Out of nowhere, I decided to give film a try. It was slightly spur of the moment, but it had been in the back of my mind for a while. In college, I had taken a film black and white photography course, shooting on a 35 mm Pentax. My husband has an old Pentax K1000 that I thought I might mess around with, but what I really wanted to jump into was medium format film shooting. The difference between medium format and 35mm is the size (and therefore, quality) of the image – medium format is bigger. I knew if I wanted to shoot film for weddings or client sessions, I would want higher quality, so I started researching my medium format options.

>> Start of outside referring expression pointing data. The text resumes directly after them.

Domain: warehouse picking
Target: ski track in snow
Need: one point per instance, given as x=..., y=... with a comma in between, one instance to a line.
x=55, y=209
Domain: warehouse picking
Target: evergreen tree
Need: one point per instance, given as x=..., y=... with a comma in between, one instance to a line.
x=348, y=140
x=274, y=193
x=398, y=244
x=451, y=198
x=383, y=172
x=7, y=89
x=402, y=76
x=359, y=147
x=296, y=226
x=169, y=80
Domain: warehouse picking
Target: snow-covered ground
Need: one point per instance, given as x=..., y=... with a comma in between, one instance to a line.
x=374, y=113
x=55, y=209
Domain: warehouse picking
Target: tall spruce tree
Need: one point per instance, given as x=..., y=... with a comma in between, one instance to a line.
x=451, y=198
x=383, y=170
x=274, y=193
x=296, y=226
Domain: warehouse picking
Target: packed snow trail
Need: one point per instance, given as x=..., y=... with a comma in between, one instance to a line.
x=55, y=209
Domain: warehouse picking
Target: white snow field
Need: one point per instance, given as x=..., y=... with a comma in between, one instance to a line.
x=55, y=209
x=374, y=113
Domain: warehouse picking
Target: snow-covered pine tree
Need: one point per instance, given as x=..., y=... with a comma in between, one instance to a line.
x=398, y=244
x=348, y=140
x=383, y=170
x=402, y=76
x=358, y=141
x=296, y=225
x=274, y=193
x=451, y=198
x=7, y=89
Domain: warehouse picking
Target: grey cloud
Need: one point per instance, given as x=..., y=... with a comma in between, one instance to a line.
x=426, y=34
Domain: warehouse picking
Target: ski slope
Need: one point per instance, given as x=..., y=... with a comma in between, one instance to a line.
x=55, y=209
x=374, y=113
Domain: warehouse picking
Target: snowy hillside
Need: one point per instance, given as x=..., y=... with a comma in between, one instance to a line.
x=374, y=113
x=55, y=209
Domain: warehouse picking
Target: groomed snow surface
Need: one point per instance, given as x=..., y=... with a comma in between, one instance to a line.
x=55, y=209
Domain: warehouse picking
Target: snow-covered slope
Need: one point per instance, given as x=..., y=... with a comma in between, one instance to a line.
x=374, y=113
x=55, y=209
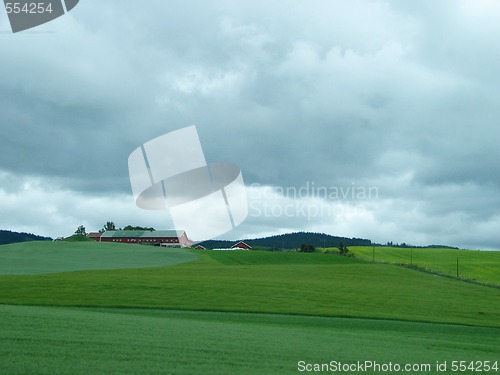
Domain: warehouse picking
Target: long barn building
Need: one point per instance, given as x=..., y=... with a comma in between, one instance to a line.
x=158, y=237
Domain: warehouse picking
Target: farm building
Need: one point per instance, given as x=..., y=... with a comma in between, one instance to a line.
x=158, y=237
x=241, y=245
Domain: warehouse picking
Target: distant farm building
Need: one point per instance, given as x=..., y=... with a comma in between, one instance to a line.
x=173, y=238
x=241, y=245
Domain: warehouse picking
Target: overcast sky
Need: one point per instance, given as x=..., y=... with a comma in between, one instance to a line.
x=372, y=119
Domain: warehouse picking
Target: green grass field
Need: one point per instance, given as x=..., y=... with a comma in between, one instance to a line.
x=29, y=258
x=474, y=265
x=239, y=312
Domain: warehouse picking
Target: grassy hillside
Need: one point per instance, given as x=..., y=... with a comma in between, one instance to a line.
x=200, y=317
x=328, y=286
x=60, y=256
x=474, y=265
x=129, y=341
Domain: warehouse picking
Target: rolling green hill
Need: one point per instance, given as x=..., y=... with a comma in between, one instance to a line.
x=260, y=281
x=60, y=256
x=474, y=265
x=245, y=312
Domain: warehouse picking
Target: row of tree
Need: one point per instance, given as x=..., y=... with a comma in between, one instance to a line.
x=308, y=248
x=111, y=226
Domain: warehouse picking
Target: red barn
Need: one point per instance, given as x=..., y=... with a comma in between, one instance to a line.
x=241, y=245
x=174, y=238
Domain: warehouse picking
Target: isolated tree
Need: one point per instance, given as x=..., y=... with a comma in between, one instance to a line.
x=109, y=226
x=81, y=231
x=343, y=250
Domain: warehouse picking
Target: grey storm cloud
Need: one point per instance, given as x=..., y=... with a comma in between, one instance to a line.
x=403, y=96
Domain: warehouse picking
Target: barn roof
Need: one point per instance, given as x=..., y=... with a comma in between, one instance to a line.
x=142, y=234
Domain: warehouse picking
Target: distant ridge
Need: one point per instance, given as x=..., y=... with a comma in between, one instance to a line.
x=7, y=236
x=291, y=241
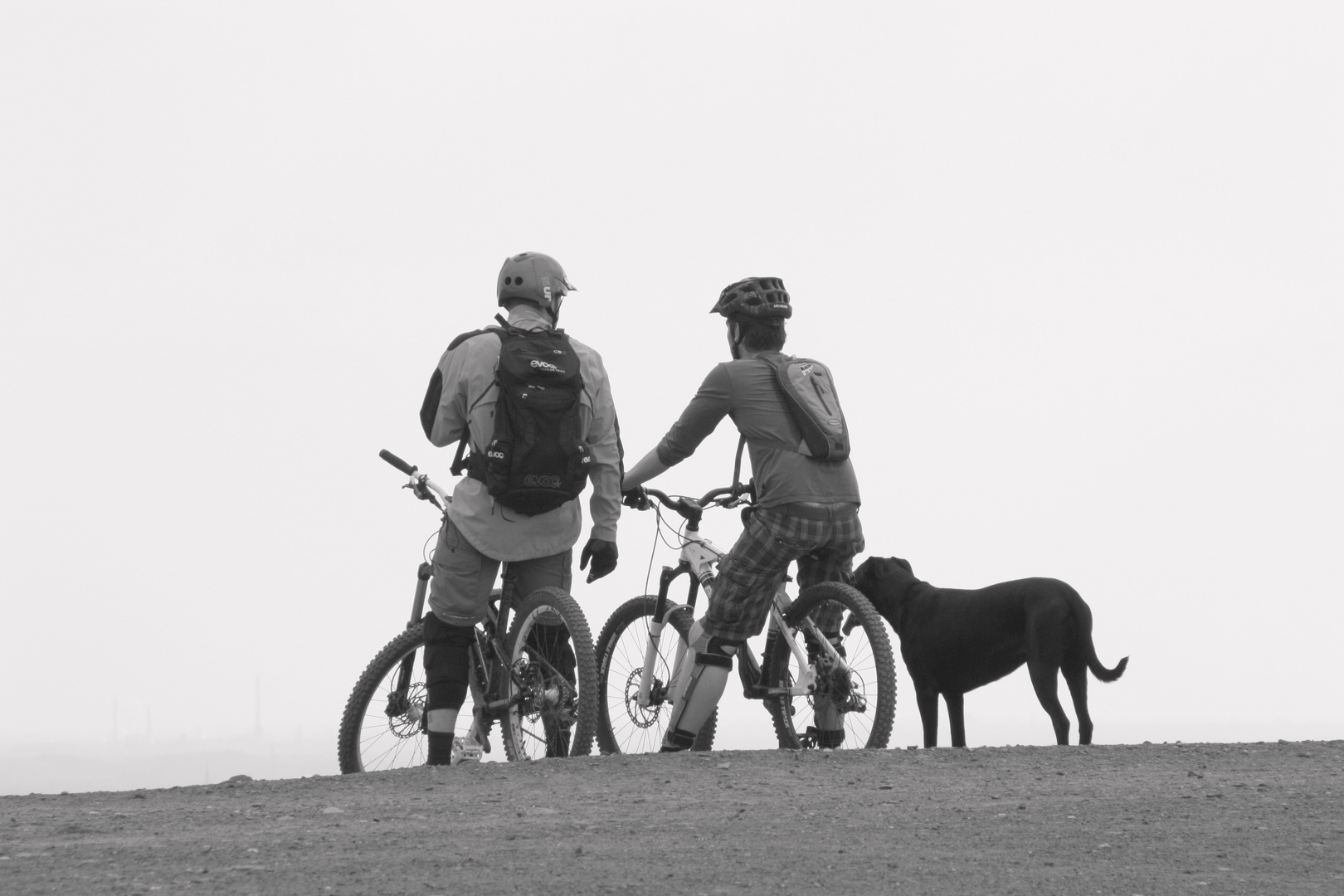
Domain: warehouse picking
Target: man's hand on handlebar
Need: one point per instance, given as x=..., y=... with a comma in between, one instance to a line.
x=602, y=553
x=636, y=499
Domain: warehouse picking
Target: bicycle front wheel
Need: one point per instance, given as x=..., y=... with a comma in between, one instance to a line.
x=854, y=703
x=552, y=680
x=622, y=724
x=383, y=722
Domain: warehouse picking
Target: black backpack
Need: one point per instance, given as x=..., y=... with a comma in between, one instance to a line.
x=811, y=394
x=537, y=458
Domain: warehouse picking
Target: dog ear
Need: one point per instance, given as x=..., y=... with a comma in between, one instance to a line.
x=871, y=568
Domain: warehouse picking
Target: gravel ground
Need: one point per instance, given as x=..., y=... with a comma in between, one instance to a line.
x=1168, y=818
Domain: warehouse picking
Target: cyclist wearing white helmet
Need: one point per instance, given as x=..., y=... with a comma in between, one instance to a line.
x=481, y=531
x=806, y=508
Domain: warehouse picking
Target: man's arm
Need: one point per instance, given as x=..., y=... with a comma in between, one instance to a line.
x=457, y=379
x=699, y=418
x=648, y=468
x=604, y=438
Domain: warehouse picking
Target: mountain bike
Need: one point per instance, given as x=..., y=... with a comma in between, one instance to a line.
x=539, y=681
x=799, y=674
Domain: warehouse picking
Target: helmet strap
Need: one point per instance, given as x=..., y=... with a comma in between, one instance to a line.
x=735, y=345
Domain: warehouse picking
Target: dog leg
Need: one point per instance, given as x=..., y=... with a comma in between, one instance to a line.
x=928, y=702
x=956, y=719
x=1045, y=679
x=1077, y=680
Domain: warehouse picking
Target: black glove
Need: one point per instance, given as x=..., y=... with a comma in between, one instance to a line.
x=602, y=553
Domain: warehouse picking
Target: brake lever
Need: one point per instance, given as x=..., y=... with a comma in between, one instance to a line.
x=422, y=494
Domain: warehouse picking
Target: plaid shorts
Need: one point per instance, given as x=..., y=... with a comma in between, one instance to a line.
x=753, y=570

My first bit of research led me to asking a few photographer friends about their film gear of choice, and then ultimately to a few film photographer Facebook groups. I asked some questions and did a little digging around, and ultimately settled on shooting with the Pentax 645n and 75mm AF lens. I had originally been planning to try out the Contax system since it is so highly recommended by wedding photographers, but it’s no longer in production, and due to increasing demand, purchasing the gear on eBay put it out of my budget! Plus, I have a soft spot for Pentax since it’s what I started my photography journey using, so my decision was made. I found a used set of gear on eBay and from another photographer and found myself eagerly awaiting their arrival along with my first rolls of film. I was so so excited, but also nervous!

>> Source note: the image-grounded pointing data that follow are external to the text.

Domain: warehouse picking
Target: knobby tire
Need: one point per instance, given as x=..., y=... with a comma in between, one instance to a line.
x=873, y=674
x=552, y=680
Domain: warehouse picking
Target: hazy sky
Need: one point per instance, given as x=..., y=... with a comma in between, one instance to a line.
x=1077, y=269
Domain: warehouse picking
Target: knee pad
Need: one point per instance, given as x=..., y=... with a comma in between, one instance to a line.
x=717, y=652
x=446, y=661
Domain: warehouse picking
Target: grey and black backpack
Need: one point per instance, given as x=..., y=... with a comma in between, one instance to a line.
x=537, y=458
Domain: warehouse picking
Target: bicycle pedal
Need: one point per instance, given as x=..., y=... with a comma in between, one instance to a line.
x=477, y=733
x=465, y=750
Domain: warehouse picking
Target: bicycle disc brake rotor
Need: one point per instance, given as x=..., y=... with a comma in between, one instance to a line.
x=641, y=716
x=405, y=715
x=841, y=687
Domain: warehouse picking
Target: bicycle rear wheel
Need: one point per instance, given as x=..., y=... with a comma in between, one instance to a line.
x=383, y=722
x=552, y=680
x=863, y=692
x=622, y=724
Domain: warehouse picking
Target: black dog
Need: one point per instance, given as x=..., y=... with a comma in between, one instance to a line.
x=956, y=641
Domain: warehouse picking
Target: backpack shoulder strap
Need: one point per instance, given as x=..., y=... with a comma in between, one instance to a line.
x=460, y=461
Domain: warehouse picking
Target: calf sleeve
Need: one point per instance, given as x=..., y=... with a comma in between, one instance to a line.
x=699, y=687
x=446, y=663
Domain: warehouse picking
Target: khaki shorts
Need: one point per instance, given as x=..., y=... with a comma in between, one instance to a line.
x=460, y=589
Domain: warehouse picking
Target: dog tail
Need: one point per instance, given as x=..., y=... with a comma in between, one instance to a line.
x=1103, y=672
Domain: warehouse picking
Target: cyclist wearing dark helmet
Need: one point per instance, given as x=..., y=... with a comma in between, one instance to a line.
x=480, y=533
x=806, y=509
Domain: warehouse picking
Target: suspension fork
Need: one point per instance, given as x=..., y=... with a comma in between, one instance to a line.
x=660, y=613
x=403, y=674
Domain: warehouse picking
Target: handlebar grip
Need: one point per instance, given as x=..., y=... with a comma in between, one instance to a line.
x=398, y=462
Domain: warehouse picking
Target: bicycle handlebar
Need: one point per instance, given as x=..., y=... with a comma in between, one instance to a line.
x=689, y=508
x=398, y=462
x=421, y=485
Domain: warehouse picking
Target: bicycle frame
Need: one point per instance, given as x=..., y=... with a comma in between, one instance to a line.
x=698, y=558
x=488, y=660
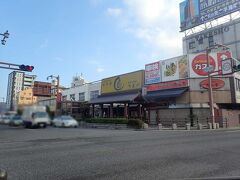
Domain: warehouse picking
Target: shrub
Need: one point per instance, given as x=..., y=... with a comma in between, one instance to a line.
x=107, y=120
x=135, y=123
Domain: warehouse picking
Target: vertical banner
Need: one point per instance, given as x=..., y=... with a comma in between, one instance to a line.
x=174, y=68
x=198, y=64
x=152, y=73
x=170, y=69
x=221, y=56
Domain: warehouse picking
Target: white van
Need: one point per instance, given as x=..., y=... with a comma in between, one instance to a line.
x=35, y=116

Now that I’m a month into my film adventure, I can say without a doubt that I love it! I haven’t shot very many rolls yet, because I still want to be confident I can deliver consistent results to my clients, and therefore I’m mostly shooting digital with a few frames of film thrown in for fun here and there. But when I do shoot film, it’s sort of like the build up to Christmas morning. You know it’s going to be good, but you’re not quite sure exactly what to expect! There’s always a bit of hopefulness after I click the shutter 🙂
When I got my first scans back from the lab (I use the Find Lab) from my first 3 rolls, I was ecstatic! Frankly, some of the images absolutely sucked. The exposure was all wrong or I had botched the focus completely (which turned out to be an issue for about half a roll of film…bummer!) But some of the images were fabulous! And that just made me want to shoot more. And more…and more. It’s totally addictive!
Here’s just a few film and digital images from my last wedding of 2015, and one of my recent senior shoots just so you can see – I love it! For all of these comparisons, the digital is on the left, and the film is on the right.
All of these film shots from Rylee’s session have not had any skin retouching, whereas the digital ones have had a bit of retouching done already. The biggest difference I see is just the color – I love the color in the film images!
All film images were shot using my Pentax 645n and 75mm AF lens, with Fuji Pro 400H film developed by the Find Lab. All the digital images were shot using my Nikon gear (either D750 or D800, and most likely my 85mm f1.4 or 70-200mm f2.8).
One thing I didn’t really know when I started shooting film is that even though many scans you receive back are perfectly fine as is, most film scans still need a bit of editing using Lightroom. I had no idea! My first set of scans were a tad flat (partially because I wasn’t shooting overexposed quite enough) so they needed a fair amount of work. As I continue to learn and tweak how I shoot with film, I think my editing time will be cut down quite a bit!
I’m hoping to continue incorporating film into my weddings and portrait shoots. I don’t plan to abandon digital completely, but I’d love to do a few all-film shoots for sure 🙂 I can’t wait to do more!